Regionale Löhne in der Pflege steigen stärker als erwartet
Die regionalen Entgelte für Pflegekräfte steigen 2026 im bundesweiten Durchschnitt über alle Qualifikationen hinweg um weitere fast fünf Prozent auf 23,70 Euro pro Stunde. Bremen liegt mit einem Plus von 11,8 Prozent an der Spitze. Viele Arbeitgeber waren von einer Erhöhung zwischen 2 und 3,5 Prozent ausgegangen. Aufgrund der Tariftreuebindung könnten die Eigenanteile für Pflegeheimbewohner um weitere 100 Euro steigen.
Jens Schünemann
Durch die Lohnerhöhungen werden die Eigenanteile um rund 100 Euro steigen
Am höchsten liegt der Stundenlohn laut jetzt veröffentlichter AOK-Tabelle in Hamburg (24,55 Euro), in Nordrhein-Westfalen (24,21 Euro) und in Rheinland-Pfalz (24,01 Euro). In Hamburg beträgt der Stundenlohn für eine Pflegefachkraft fast 28 Euro (27,89 Euro). Das niedrigste Entgelt gilt in Mecklenburg-Vorpommern (22,44 Euro) und in Thüringen (22,53 Euro).

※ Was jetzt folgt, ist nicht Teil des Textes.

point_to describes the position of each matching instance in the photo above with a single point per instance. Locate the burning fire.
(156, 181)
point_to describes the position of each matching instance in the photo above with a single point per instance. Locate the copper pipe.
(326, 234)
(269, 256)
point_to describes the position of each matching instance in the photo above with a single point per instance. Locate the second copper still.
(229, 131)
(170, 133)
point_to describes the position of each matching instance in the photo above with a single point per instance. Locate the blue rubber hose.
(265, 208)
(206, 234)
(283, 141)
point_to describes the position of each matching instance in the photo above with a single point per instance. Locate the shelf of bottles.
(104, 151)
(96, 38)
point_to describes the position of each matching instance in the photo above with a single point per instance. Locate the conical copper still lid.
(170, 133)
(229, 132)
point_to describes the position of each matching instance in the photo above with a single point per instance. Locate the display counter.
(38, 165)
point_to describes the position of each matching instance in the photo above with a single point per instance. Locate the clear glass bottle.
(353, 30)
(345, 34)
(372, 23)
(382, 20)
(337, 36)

Der Spitzenverband der gesetzlichen Krankenversicherungen (GKV) ermittelt die regionale Entgelttabelle seit Einführung der Tariftreuepflicht 2022. Wie die Frankfurter Allgemeine Zeitung berichtet, rechnet GKV-Chef Oliver Blatt infolge der Lohnanpassungen mit einer Erhöhung der Eigenanteile um durchschnittlich 100 Euro pro Monat, davon werden im Schnitt 30 Euro über Entlastungszuschläge aufgefangen. Die Politik müsse endlich Wege aufzeigen, um höhere Belastungen zu begrenzen, so Blatt. Bei der Pflegeversicherung werden die Gehaltssteigerungen voraussichtlich zu Mehrausgaben von rund 260 Millionen Euro im Jahr führen.
BAD: "Kostenträger zögern, die Gehaltssteigerungen vollständig anzuerkennen"

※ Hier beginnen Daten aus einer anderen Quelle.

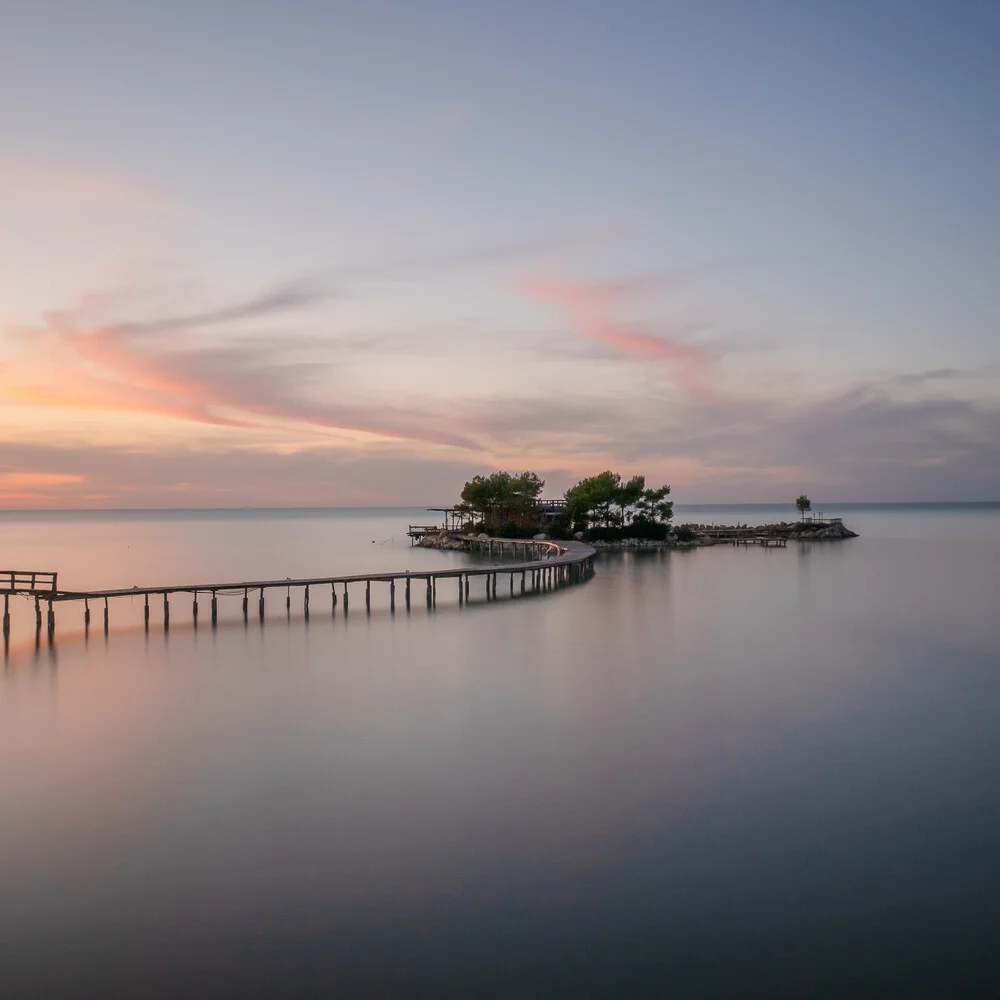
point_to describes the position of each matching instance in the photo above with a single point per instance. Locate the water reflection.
(653, 783)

Der Bundesverband Ambulante Dienste und Stationäre Einrichtungen (BAD) warnt, die neuen Löhne gleich zu Jahresbeginn zahlen zu müssen, werde "die wirtschaftliche Existenzgrundlage von Pflegebetrieben gefährden". Viele Kostenträger zögerten, die Steigerungen vollständig anzuerkennen. "Das hat in der Vergangenheit bereits zu erheblichen wirtschaftlichen Schwierigkeiten bis hin zu Insolvenzen von Pflegeeinrichtungen geführt", sagt BAD-Bundesgeschäftsführerin Andrea Kapp.

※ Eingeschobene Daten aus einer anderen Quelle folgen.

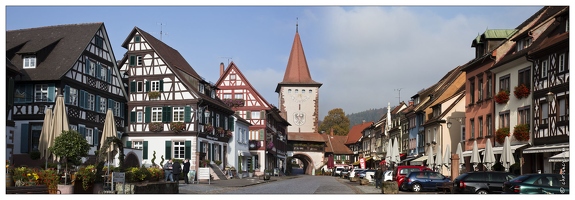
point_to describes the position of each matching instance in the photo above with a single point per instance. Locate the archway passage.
(307, 163)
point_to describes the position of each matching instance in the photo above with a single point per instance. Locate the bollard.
(454, 166)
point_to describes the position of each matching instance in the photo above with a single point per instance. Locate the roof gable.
(57, 48)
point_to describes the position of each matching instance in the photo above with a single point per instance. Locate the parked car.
(480, 182)
(344, 173)
(337, 171)
(418, 181)
(388, 175)
(401, 171)
(354, 172)
(537, 184)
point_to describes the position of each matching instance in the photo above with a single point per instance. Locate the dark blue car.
(424, 180)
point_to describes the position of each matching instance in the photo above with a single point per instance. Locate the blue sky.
(362, 55)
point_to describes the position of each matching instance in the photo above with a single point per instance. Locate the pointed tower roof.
(297, 71)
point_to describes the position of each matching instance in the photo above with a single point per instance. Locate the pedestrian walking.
(186, 170)
(168, 171)
(378, 177)
(176, 171)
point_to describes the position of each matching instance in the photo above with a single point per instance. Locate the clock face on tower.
(299, 118)
(299, 98)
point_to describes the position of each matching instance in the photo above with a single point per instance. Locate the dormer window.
(30, 61)
(524, 43)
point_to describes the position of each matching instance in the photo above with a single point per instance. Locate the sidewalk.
(217, 186)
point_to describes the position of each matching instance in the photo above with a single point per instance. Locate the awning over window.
(562, 157)
(547, 148)
(418, 161)
(499, 150)
(468, 153)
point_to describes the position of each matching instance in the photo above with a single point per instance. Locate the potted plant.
(87, 176)
(208, 127)
(177, 126)
(70, 146)
(502, 97)
(153, 94)
(500, 134)
(521, 132)
(156, 126)
(521, 91)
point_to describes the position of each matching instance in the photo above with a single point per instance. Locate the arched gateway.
(299, 105)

Pflege-Butler-Chef Cito Aufenacker meint, die Situation sei besonders verheerend, weil auch nicht mit einer Dynamisierung bei den Pflegegraden zu rechnen sei. "Diese wurden bereits 2024 und 2025 angehoben. Das nächste Mal wird das voraussichtlich erst wieder gemäß Paragraf 30 SGB XI 2028 passieren." Auch einen Inflationsausgleich oder anderen Zuschüsse werde es vermutlich nicht geben.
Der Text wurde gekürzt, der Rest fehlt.